Apparently all the text editors that you tried crash if there are certain unprintable characters in the text, whilst MS Notepad still can open these files.

alan detwiler (gizmocrafter) said : #25

I loaded the two files in MS Notepad and deleted the garbage. Both files now display correctly in gvim and gedit.

Previously, I had put both files onto the ubuntu computer by copying them from a flashdrive. Those files on the flash drive both had the corrupted sections. Do you have any insight on how I can avoid this in the future. Get a new flash drive? Use System/Administration/Disk utility/Check file system? to repair the flash drive? Use some other method other than a flash drive to backup and tranfer files?

How did you locate the bad sections? That's a lot of text to scroll through visually.

Thanks,
Alan Detwiler

alan detwiler (gizmocrafter) said : #26

Thanks Manfred Hampl, that solved my question.

mycae (mycae) said : #27

Hi Alan,

Glad to see that your problem has been solved. Yes, I would recommend discarding the flash drive.

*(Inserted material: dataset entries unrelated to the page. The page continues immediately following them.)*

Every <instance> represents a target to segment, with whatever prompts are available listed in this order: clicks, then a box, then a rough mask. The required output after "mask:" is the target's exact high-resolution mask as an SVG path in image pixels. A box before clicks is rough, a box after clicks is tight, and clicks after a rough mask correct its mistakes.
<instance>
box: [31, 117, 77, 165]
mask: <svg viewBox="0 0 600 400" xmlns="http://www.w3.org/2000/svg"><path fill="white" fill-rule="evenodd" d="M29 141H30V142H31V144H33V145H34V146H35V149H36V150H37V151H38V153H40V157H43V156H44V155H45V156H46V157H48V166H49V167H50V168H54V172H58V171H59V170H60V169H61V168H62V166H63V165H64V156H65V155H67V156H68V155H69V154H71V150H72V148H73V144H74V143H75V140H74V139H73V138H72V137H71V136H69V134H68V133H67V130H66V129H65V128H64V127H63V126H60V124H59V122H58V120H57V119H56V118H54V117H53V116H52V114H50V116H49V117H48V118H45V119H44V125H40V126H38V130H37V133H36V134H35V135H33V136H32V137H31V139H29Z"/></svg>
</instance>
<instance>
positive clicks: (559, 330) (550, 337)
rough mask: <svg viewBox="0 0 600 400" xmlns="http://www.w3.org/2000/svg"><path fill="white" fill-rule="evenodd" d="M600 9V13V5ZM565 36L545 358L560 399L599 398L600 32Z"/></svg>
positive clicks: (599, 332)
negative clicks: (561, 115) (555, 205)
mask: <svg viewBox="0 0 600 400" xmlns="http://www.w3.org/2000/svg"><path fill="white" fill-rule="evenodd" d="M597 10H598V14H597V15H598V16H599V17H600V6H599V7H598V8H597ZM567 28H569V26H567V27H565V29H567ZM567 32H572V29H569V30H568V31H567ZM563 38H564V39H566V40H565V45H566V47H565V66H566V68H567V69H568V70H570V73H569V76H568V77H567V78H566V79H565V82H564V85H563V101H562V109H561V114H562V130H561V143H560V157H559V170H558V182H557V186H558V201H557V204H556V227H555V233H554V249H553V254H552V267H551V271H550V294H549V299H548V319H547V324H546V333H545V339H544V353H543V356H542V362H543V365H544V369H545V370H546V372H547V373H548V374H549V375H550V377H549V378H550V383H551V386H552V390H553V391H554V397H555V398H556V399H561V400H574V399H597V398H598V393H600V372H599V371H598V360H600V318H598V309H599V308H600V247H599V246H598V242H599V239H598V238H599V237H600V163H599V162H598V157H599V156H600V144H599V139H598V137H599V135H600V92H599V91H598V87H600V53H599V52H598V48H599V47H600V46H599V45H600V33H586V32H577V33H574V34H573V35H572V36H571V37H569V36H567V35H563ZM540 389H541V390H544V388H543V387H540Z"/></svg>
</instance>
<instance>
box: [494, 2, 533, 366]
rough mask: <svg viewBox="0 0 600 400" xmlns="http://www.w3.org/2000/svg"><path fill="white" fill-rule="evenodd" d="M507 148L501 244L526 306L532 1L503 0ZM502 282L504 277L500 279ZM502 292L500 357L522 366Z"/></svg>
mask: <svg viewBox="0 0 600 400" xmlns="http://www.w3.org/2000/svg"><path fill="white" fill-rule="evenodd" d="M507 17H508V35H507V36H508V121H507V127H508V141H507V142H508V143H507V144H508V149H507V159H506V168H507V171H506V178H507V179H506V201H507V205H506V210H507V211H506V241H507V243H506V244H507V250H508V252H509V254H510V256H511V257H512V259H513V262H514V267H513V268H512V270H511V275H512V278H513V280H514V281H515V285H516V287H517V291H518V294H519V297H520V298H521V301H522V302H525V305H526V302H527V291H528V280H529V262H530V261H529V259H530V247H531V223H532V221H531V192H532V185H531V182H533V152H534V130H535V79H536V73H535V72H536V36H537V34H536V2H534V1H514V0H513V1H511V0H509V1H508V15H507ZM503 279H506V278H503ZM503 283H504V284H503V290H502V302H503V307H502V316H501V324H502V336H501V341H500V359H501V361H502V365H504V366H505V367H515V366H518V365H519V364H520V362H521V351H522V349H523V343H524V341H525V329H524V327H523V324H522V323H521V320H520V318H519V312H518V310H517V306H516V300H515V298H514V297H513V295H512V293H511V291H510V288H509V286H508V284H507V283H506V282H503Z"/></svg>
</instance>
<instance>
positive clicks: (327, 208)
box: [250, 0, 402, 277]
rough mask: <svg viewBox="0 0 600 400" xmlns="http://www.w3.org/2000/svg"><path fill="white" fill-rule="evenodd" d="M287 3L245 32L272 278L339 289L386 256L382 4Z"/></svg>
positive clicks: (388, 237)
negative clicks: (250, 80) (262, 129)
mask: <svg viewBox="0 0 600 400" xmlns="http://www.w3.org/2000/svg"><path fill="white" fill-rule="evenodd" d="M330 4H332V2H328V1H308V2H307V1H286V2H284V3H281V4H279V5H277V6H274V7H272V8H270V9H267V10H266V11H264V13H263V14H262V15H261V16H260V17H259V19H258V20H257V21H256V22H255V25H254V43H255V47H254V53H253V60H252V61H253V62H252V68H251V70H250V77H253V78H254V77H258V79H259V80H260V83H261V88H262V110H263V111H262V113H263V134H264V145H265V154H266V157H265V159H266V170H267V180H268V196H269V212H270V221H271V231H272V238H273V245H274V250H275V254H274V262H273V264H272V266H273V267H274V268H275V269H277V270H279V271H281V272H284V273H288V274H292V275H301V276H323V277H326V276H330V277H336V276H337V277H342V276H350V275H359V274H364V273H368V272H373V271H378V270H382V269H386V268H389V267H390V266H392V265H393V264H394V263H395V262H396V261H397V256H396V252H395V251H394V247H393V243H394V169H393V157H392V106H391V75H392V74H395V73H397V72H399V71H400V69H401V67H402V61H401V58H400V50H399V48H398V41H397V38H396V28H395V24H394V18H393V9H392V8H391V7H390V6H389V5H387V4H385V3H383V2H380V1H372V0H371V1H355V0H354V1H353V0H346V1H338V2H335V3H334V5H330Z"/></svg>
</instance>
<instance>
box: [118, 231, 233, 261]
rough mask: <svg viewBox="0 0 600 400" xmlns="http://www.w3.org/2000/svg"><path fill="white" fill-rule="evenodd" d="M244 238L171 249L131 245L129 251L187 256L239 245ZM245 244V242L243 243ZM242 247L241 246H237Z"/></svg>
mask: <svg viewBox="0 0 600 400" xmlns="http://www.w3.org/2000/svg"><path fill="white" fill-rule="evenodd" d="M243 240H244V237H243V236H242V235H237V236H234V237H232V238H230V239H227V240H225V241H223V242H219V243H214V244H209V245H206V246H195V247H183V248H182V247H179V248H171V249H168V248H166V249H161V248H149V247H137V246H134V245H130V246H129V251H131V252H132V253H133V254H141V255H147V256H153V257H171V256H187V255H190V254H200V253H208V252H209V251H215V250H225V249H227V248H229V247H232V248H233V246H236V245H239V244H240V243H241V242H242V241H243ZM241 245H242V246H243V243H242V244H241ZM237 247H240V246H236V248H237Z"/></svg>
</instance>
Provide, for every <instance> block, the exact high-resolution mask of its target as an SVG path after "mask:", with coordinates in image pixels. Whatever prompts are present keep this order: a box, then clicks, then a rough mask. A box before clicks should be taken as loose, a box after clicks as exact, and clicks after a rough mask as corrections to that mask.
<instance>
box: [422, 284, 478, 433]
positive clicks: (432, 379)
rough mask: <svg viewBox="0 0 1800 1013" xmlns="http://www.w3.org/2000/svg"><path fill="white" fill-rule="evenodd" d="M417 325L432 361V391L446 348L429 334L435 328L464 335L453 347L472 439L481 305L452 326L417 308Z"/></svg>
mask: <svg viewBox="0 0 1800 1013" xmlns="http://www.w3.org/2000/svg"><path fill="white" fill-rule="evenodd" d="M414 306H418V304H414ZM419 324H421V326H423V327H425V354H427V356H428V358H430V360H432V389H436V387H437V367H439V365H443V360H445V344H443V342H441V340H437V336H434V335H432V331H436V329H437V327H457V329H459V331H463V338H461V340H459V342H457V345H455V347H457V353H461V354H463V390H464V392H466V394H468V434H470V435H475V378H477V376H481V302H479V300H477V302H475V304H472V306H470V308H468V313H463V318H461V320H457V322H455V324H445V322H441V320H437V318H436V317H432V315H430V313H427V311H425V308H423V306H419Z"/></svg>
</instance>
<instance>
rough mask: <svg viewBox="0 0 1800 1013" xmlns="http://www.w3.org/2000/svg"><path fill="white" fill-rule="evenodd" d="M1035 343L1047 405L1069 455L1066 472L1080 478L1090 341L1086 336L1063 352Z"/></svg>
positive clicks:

Manfred Hampl (m-hampl) said : #28

@Alan Re: "How did you locate the bad sections? That's a lot of text to scroll through visually."

When I opened the first file in Notepad I noticed, that the horizontal scroll bar indicated that there was at least one very long line in the file (setting - no automatic line wrapping)
So I pulled down the vertical scroll bar with the mouse as slow as I thought I need to get a glimpse of a line that extends to the right of the visuable window. And there it was. It took me another minute to identify a string near that part that is unique to guide you there.

And searching the second file did also not take much longer than it's download on my slow internet line ;-)

I have not checked if the two part described above are the only corruption in the files. I assume that when opening them in Notepad with 'no automatic line wrapping', if the horizontal scroll bar does no more indicate overlength lines, you can be rather confident that the files are ok again. (I think you have to toggle line wrap back and forth to update the horizontal scroll bar size.)

alan detwiler (gizmocrafter) said : #29

Thanks for your help Manfred. I may have never thought of checking the files that way.

Jeruvy (jeruvy) said : #30

Many times I like to compare files when copying to flash drives.

$ diff -f file1 file2

Any results means it didn't copy exactly.

You could also store md5/sha1/sha256 hash's of the file and compare them also.

Cheers.

alan detwiler (gizmocrafter) said : #31

I've never used text commands so it would take me awhile to learn how to use $ diff -f
For now I'll probable just open the file in gedit. If it opens, I suppose that's an indication that the file is not corrupt.